MEPS 322:189-197 (2006)  -  doi:10.3354/meps322189

Temperature-dependent development and somatic growth in two allopatric populations of Acartia clausi (Copepoda: Calanoida)

Sérgio Miguel Leandro1,*, Henrique Queiroga1, Laura Rodríguez-Graña2, Peter Tiselius3

1Department of Biology, University of Aveiro, Campus Universitário de Santiago, 3810-193 Aveiro, Portugal
2Departamento de Ecología, Facultad de Ciencias, Universidad de la República, Iguá 4225, Montevideo, Uruguay
3Göteborg University, Department of Marine Ecology, Kristineberg Marine Research Station, 450 34 Fiskebäckskil, Sweden

ABSTRACT: This study compares the effect of temperature on the post-embryonic development time and weight-specific growth rate in 2 populations of Acartia clausi from different biogeographic areas (northern and southern Europe). Development was followed from nauplius I to adult at 3 temperatures (10, 15 and 18°C) at saturating food conditions. The relationship between development time and temperature was established by fitting Belehradek’s function. The northern population had a shorter generation time at all temperatures. At 10°C, the development time was estimated to be 33.9 and 36.4 d decreasing to 16.3 and 17.4 d at 18°C for the northern and southern populations, respectively. Prosome length decreased with temperature, and the southern population had longer individuals at all temperatures.
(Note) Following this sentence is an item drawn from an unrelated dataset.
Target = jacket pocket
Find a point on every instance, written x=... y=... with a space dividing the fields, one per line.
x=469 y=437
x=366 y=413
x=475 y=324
ANCOVA revealed a significant (p < 0.001) positive effect of temperature on the growth rates, and nauplii grew faster than copepodites (except at 18°C in the southern population and 20°C in the northern population). Significant differences between populations were noted during larval growth, with nauplii from the north growing faster at high temperatures (18°C). The results indicate that the 2 A. clausi allopatric populations subjected to different temperature regimes have different temperature responses, in particular at high temperatures.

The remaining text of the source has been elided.